TV Warranty: One year limited warranty provided by Best Buy
TV Warranty Support: 1-888-237-8289
Contrast Ratio 30,000:1
Brightness 350 cd/m2
Response Time 8.5ms
VESA Mounting Pattern 400mm x 400mm

Q. What different types of HDTVs are available and how do they compare to one another?
A. Rear Projection DLP, and Flat Panel LCD, Plasma and LED have their pros and cons.

Rear Projection (DLP)

  • Good to excellent picture quality
  • Sizes from 40" to 73"
  • Generally less expensive than flat panel TVs
  • Bigger, heavier, bulkier than LCD and plasma models
  • Flat Panel LCD

  • Excellent picture quality
  • Available in small screen sizes (under 32")
  • Can double as computer monitor
  • Thin, lightweight
  • Generally less expensive than plasma
  • Relatively narrow viewing angle
  • Pixel response can be slow, causing blurred motion, particularly when using the screen for video gaming or other high-demand activities
  • Flat Panel Plasma

  • Superior picture quality to LCD, though it is debatable
  • Screen sizes up to 70" or more
  • Thin, lightweight
  • Wide viewing angle; looks good from almost any angle
  • Faster pixel response; better for gaming and fast action sports
  • Generally more expensive than LCD
  • Slight risk of "burn-in", in which a static image becomes "burned" into the screen permanently
  • Q. What type of TVs use a lamp?
    A. Rear Projection DLP TVs use a lamp, with the typical lamp life ranging from 5,000 to 8,000 hours. With normal use, that translates to many years of TV viewing. You may never need to replace your DLP TV lamp (depending on how long you own the TV), but if you do, the typical replacement lamp costs around $200.

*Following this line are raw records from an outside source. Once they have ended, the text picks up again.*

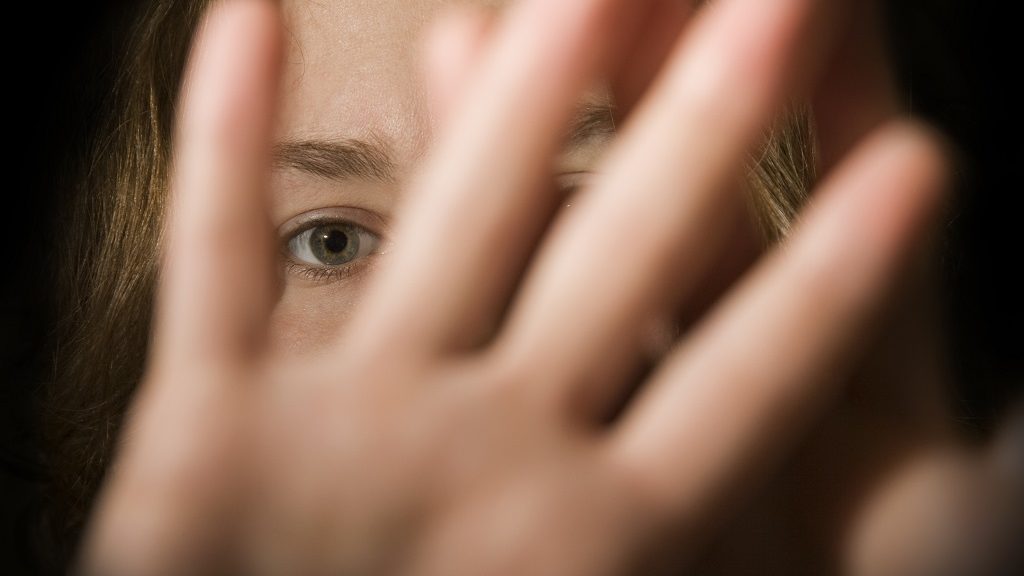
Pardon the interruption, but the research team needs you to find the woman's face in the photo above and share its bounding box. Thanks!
[270,0,612,357]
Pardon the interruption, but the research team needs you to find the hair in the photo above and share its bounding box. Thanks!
[43,0,814,558]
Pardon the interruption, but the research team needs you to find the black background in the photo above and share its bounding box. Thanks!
[0,0,1024,574]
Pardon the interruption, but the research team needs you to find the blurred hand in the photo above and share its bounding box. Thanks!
[84,0,1015,575]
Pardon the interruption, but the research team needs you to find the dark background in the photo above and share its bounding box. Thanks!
[0,0,1024,574]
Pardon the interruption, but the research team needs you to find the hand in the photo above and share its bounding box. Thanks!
[85,0,999,574]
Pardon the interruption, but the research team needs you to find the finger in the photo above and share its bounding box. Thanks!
[350,0,642,349]
[82,0,281,574]
[154,1,281,371]
[812,0,899,173]
[611,123,945,526]
[426,7,496,128]
[612,0,695,115]
[503,0,837,415]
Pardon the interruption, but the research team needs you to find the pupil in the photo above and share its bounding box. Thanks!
[324,229,348,253]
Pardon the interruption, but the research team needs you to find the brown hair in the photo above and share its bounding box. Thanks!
[44,0,814,553]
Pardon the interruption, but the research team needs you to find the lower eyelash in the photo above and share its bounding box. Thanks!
[285,256,371,284]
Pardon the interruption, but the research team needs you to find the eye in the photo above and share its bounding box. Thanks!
[287,220,381,269]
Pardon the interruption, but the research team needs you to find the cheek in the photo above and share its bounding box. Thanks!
[268,281,361,360]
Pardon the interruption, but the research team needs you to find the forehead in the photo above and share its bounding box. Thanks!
[282,0,501,158]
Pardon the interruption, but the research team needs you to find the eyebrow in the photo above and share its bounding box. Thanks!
[273,138,396,182]
[273,102,615,182]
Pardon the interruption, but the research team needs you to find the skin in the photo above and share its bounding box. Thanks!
[83,0,1024,575]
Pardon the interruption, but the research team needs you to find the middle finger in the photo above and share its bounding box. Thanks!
[500,0,842,415]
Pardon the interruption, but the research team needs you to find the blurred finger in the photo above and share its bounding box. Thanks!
[612,0,697,115]
[503,0,836,416]
[813,0,899,173]
[352,0,644,349]
[426,7,497,126]
[612,123,945,526]
[83,0,281,575]
[154,0,281,370]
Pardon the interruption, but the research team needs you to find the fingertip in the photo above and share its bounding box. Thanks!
[425,6,494,121]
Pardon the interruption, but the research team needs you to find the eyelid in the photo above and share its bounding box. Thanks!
[278,206,389,238]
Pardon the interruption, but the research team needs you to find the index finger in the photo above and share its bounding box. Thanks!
[154,0,281,375]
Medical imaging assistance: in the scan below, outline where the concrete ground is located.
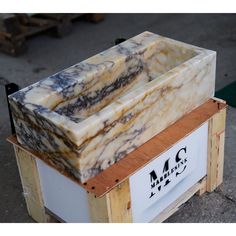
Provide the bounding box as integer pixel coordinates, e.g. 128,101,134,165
0,14,236,222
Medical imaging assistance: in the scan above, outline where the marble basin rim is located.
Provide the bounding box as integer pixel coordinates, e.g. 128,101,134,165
9,32,216,182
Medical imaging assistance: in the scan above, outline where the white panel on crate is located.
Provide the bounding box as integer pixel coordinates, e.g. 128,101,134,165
36,158,90,223
130,122,208,222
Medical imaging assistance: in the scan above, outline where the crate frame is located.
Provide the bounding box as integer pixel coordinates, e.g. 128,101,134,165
7,98,227,223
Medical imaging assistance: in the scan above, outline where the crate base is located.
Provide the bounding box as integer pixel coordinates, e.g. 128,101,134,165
40,176,207,223
8,99,227,223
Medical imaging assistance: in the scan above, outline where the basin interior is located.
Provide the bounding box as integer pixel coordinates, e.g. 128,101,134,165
51,39,197,123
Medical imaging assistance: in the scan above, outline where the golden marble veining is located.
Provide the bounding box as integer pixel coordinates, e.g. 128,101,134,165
9,32,216,182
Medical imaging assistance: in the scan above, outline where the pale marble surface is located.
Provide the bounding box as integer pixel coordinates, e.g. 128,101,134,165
9,32,216,182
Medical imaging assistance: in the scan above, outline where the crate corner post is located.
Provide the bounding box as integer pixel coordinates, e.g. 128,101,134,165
206,103,226,192
13,144,54,223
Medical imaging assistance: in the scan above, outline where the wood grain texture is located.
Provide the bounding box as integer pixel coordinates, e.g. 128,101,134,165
88,180,132,223
7,99,227,197
207,108,226,192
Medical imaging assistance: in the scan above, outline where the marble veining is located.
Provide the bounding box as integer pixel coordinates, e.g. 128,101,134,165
9,32,216,182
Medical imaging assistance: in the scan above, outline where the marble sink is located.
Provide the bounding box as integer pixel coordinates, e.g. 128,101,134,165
9,32,216,182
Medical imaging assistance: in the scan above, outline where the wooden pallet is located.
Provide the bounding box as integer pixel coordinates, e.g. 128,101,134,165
0,13,104,56
8,99,227,222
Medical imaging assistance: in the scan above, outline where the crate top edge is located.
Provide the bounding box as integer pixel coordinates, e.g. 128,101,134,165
7,98,227,197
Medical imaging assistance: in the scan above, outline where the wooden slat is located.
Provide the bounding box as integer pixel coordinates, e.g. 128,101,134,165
88,193,110,223
14,145,50,222
8,99,227,197
207,109,226,192
88,179,132,223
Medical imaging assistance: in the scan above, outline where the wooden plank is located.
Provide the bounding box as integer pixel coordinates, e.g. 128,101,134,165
207,108,226,192
14,145,50,222
150,178,206,223
107,180,132,223
7,99,227,197
88,180,132,223
196,177,207,196
88,193,110,223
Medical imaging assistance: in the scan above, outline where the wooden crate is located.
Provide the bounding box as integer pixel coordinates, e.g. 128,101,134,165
0,13,104,56
8,99,227,222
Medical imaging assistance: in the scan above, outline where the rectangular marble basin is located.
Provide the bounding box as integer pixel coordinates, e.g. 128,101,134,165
9,32,216,182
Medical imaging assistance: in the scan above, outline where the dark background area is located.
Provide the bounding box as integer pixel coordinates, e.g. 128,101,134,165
0,14,236,222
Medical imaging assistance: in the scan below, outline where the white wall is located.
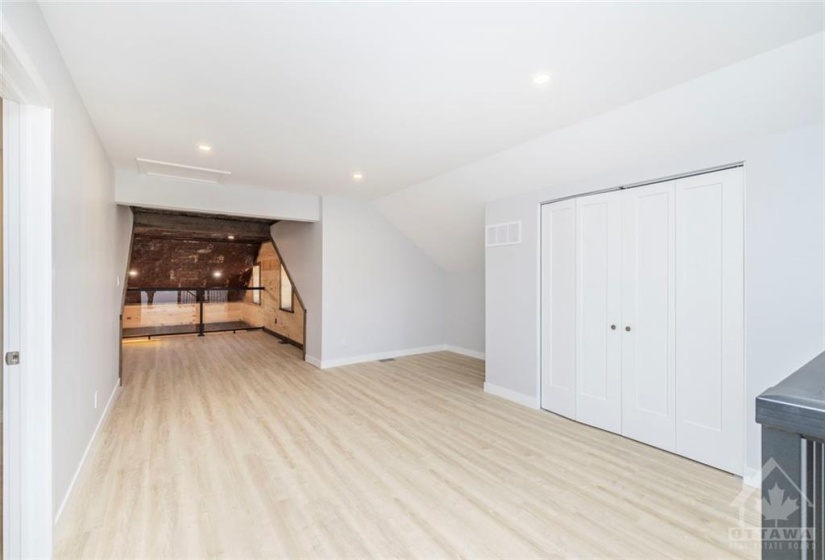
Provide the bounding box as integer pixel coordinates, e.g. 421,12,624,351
272,197,454,368
270,218,323,358
115,169,320,222
2,2,123,511
486,123,825,472
322,197,445,366
443,270,484,359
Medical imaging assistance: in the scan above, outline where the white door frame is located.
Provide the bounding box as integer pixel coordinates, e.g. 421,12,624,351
0,20,54,558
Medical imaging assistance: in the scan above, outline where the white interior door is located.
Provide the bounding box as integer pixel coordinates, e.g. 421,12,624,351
576,192,622,432
676,168,744,474
621,181,676,451
541,200,576,418
0,100,23,558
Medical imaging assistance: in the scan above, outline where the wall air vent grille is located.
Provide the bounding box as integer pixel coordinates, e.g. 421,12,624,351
135,158,232,184
487,222,521,247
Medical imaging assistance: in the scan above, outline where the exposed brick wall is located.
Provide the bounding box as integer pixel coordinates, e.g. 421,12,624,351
129,235,260,288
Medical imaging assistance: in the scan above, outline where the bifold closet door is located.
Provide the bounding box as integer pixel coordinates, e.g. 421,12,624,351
676,168,744,474
621,181,676,451
541,200,576,418
576,191,624,432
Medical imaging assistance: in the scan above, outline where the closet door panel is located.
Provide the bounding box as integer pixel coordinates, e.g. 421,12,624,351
541,200,576,418
622,181,676,451
576,192,622,432
676,169,744,474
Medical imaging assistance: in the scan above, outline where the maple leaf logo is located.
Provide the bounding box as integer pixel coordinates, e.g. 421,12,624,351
762,483,799,521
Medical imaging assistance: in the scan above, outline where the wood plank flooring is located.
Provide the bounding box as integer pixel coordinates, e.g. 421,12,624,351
56,332,758,558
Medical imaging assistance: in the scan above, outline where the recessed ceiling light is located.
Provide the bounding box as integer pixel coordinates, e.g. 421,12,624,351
533,72,550,86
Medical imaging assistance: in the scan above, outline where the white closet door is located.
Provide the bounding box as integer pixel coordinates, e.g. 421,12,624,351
541,200,576,418
576,192,622,432
621,181,676,451
676,168,744,474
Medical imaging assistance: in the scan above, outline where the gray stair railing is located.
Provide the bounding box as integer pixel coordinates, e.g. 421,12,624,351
756,353,825,560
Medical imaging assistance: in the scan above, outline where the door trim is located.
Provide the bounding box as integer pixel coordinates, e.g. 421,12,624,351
0,21,54,558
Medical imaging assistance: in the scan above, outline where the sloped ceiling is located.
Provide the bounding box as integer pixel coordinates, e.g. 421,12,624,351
41,1,822,198
41,2,823,270
373,33,825,271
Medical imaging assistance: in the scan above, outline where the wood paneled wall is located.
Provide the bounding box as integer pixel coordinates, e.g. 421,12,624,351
247,242,305,344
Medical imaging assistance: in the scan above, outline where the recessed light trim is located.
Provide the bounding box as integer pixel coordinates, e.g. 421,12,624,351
533,72,550,86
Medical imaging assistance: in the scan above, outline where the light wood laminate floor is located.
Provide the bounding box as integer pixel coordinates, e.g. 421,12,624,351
56,332,758,558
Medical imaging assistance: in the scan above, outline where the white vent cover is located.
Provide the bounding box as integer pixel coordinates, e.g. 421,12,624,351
135,158,232,184
487,222,521,247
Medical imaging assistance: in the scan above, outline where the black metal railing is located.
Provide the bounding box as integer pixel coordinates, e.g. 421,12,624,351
122,287,264,338
756,353,825,560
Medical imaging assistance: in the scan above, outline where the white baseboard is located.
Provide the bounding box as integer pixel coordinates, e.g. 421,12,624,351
319,345,444,369
444,344,484,360
484,381,540,410
742,467,762,488
54,379,120,525
306,344,484,369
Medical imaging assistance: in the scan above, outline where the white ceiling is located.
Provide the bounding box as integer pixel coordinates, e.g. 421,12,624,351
41,2,822,198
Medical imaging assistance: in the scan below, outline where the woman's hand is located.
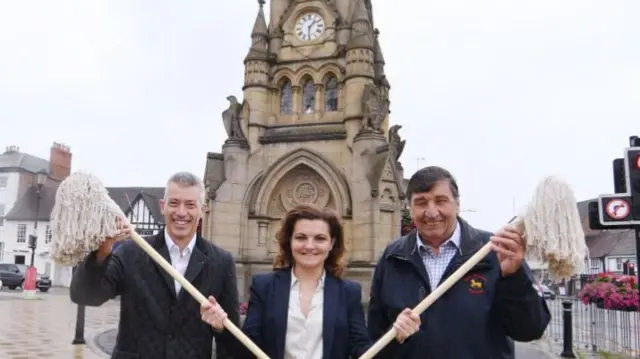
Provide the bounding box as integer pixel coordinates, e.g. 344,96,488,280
200,296,227,331
393,308,421,343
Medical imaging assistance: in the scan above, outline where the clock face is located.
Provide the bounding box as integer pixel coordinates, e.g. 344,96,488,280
296,12,325,41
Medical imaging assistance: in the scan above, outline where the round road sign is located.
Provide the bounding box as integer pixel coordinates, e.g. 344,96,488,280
605,199,630,219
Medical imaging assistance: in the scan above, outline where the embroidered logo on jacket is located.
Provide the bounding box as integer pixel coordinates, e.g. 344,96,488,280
464,274,487,294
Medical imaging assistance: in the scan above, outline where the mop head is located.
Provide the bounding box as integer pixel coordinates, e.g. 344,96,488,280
520,177,588,281
51,172,124,266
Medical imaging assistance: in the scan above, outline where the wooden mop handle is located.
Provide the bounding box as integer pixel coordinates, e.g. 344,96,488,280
131,231,269,359
359,217,523,359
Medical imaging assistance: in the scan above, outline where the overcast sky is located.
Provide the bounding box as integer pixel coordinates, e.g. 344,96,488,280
0,0,640,229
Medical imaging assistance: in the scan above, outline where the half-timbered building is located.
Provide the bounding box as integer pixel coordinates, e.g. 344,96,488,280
107,187,165,236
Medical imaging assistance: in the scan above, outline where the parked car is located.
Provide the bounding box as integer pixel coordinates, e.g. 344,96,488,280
16,264,52,293
0,263,24,290
533,283,556,300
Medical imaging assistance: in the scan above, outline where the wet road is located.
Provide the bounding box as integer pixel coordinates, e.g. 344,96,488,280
0,288,118,359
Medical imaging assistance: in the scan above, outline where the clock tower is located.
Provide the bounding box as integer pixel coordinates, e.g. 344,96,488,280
203,0,405,298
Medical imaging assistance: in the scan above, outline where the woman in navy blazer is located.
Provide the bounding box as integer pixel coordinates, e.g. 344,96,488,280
202,206,420,359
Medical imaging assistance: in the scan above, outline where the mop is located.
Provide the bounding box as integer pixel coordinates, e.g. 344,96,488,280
51,172,269,359
359,177,588,359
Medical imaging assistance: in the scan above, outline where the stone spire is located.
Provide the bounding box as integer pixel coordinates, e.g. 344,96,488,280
347,0,374,50
244,0,269,63
373,29,391,88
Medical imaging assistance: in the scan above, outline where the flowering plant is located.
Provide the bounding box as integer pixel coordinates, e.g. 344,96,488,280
400,209,416,236
579,273,640,312
240,302,249,315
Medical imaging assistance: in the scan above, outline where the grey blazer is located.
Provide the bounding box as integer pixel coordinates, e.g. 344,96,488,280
70,231,239,359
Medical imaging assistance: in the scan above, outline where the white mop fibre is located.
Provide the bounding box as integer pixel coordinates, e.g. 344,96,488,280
520,177,588,281
51,172,124,266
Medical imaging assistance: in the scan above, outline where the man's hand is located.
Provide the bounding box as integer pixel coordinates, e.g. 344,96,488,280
491,225,526,277
200,296,227,331
393,308,420,343
96,218,131,263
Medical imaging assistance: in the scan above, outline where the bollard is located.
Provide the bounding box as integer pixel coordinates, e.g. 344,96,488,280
71,267,86,345
560,300,576,358
71,304,86,345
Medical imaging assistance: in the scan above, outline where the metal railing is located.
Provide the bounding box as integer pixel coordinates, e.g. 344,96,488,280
545,297,640,357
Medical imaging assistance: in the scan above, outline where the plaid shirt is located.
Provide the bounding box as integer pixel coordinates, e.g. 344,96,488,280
416,222,461,290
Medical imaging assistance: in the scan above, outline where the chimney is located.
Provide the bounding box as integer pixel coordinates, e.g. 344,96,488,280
4,145,20,153
49,142,71,181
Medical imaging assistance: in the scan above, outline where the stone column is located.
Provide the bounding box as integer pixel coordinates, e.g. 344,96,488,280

    Q. What is screen resolution?
    A. Resolution refers to the number of pixels being used to project an image. In general, the larger the numbers the better the resolution and the picture quality. Current HD programming tops out at 1920 x 1080 pixels. In fact, HD is generally about six times sharper than standard TV, and can be as much as ten times greater.

    Q. What's the difference between 720p, 1080p, and 1080i?
    A. 720 and 1080 refer to horizontal pixel counts. Both 1080p and 1080i HD broadcasts offer higher resolution than 720p broadcasts. The "i" indicates that the TV draws images using an interlaced method. The "p" indicates that the TV draws images using a progressive scan method. In general, progressive scan renders images faster and produces a more detailed, more film-like image. This means 1080p offers the highest quality currently available.

    Q. What do the "i" and "p" mean?
    A. The letters "p" and "i" indicate the picture-scanning method - progressive or interlaced. In interlaced scanning, the on-screen image is created in two split-second passes, drawing all the odd-numbered lines first then going back to fill in all the even-numbered lines. In contrast, progressive scanning draws each frame sequentially in a single pass to create a smoother, cleaner picture. So, progressive scanning is theoretically better than interlaced scanning.

    Q. What do I need to watch HD broadcasts?
    A. Your choices for watching HDTV are via over-the-air broadcasts, cable or digital satellite.

    Over-the-Air Broadcasts

  • HD-compatible TV
  • HDTV (ATSC / digital) tuner - separate unit or built into TV
  • Indoor or outdoor UHF or UHF/VHF antenna
  • Local HDTV broadcasts (free)
  • Cable HDTV

  • HD-compatible TV
  • HD-compatible cable box (or TV with built-in digital cable tuner: QAM or CableCARD-ready)
  • HD programming (subscription required)
  • Digital Satellite HDTV

  • HD-compatible TV
  • HD-compatible satellite receiver
  • HD-compatible satellite dish
  • HD programming (subscription required)
  • Q. What's the difference between a "3D-ready" and a "3D-capable" TV?
    A. 3D-ready TVs come with the necessary emitter built-in; 3D-capable TVs do not, so you'll need to add on a separate one for 3D-capable TVs.

    Q. What do I need to watch 3DTV at home?
    A. You'll need a TV labeled "3D-ready" or "3D-capable", a pair of 3D glasses for each person watching, and a 3D video source such as a 3D Blu-ray movie.